Gold nanoparticle stabilization within tailored cubic mesoporous silica: Optimizing alcohol oxidation activity

Abstract

Stabilizing gold nanoparticles (AuNPs) within a desired size range is critical to realize their promising catalytic performance in many important reactions. Herein, we investigate the anti-sintering properties of cubic mesoporous silica (FDU-12) as a function of pore entrance size. Simple adjustments to the type of organic template and reaction temperature enable the successful synthesis of FDU-12 with controllable entrance sizes (< 3, 3–5 and 7 nm).
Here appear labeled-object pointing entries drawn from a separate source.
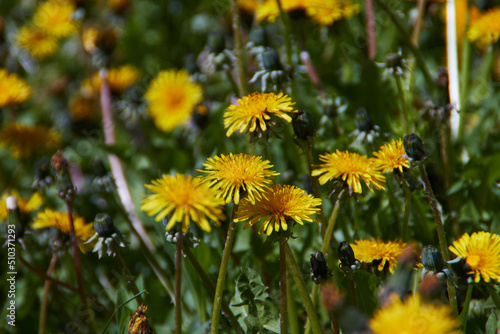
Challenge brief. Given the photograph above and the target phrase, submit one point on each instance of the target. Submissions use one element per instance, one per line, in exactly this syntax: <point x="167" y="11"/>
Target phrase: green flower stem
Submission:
<point x="494" y="295"/>
<point x="45" y="295"/>
<point x="301" y="285"/>
<point x="223" y="273"/>
<point x="178" y="271"/>
<point x="315" y="185"/>
<point x="210" y="286"/>
<point x="76" y="252"/>
<point x="404" y="110"/>
<point x="411" y="46"/>
<point x="292" y="310"/>
<point x="240" y="56"/>
<point x="283" y="296"/>
<point x="325" y="249"/>
<point x="406" y="217"/>
<point x="441" y="235"/>
<point x="128" y="277"/>
<point x="465" y="311"/>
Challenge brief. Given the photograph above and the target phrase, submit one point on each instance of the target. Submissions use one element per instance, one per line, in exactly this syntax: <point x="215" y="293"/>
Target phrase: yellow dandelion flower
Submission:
<point x="278" y="207"/>
<point x="53" y="17"/>
<point x="59" y="220"/>
<point x="351" y="167"/>
<point x="14" y="90"/>
<point x="185" y="199"/>
<point x="485" y="30"/>
<point x="389" y="157"/>
<point x="172" y="97"/>
<point x="481" y="252"/>
<point x="25" y="206"/>
<point x="29" y="141"/>
<point x="414" y="317"/>
<point x="119" y="79"/>
<point x="81" y="108"/>
<point x="36" y="42"/>
<point x="257" y="108"/>
<point x="269" y="9"/>
<point x="238" y="174"/>
<point x="326" y="12"/>
<point x="376" y="250"/>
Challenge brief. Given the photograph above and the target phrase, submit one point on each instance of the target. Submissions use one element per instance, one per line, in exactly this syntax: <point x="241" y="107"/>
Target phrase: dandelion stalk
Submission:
<point x="240" y="57"/>
<point x="283" y="297"/>
<point x="301" y="285"/>
<point x="115" y="163"/>
<point x="465" y="311"/>
<point x="441" y="234"/>
<point x="211" y="289"/>
<point x="128" y="277"/>
<point x="178" y="272"/>
<point x="45" y="294"/>
<point x="76" y="252"/>
<point x="406" y="217"/>
<point x="218" y="298"/>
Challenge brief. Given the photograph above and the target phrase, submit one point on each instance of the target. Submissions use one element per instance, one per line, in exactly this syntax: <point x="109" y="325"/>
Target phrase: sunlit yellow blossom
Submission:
<point x="257" y="108"/>
<point x="481" y="252"/>
<point x="376" y="250"/>
<point x="485" y="30"/>
<point x="25" y="205"/>
<point x="278" y="207"/>
<point x="172" y="97"/>
<point x="119" y="79"/>
<point x="28" y="141"/>
<point x="269" y="9"/>
<point x="185" y="199"/>
<point x="389" y="157"/>
<point x="36" y="42"/>
<point x="238" y="175"/>
<point x="13" y="89"/>
<point x="81" y="108"/>
<point x="326" y="12"/>
<point x="59" y="220"/>
<point x="414" y="317"/>
<point x="351" y="167"/>
<point x="53" y="17"/>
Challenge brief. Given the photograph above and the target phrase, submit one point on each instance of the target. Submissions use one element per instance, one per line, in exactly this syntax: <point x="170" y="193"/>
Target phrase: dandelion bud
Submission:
<point x="302" y="125"/>
<point x="346" y="256"/>
<point x="139" y="323"/>
<point x="319" y="270"/>
<point x="432" y="259"/>
<point x="103" y="225"/>
<point x="414" y="147"/>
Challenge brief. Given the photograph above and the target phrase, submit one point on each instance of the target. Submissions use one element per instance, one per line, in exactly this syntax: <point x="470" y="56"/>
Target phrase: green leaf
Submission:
<point x="258" y="313"/>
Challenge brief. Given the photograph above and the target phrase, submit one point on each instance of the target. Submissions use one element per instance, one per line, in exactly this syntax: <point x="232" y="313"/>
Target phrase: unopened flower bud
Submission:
<point x="302" y="125"/>
<point x="432" y="259"/>
<point x="414" y="147"/>
<point x="103" y="225"/>
<point x="346" y="256"/>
Excellent anti-sintering properties are observed for FDU-12 with a sub-5-nm entrance size (3–5 nm) over a wide loading concentration (1.0–8.3 wt%) and the AuNPs can be stabilized within a 4.5–5.0-nm range after calcination at 550 °C in air for 5 h. Smaller entrance size (< 3 nm) prevents ingress of 3-nm AuNPs to the mesopores and results in low loading capacity and sintering. Conversely, FDU-12 possessing a larger entrance size (7 nm) shows promising anti-sintering properties at high loading concentrations, although catalytic performance is significantly lost at lower concentrations (e.g. 2.1 wt%, 14.2 ± 5.5 nm). Different anti-sintering mechanisms are proposed for each of the different FDU-12 entrance sizes. Additionally, catalytic data indicates that the obtained 4.5-nm AuNPs supported on FDU-12 with a sub-5-nm entrance size exhibit excellent mass-specific activity (1544 mmol gAu–1 h–1) and selectivity (> 99%) at 230 °C for the gas-phase selective oxidation of cyclohexanol.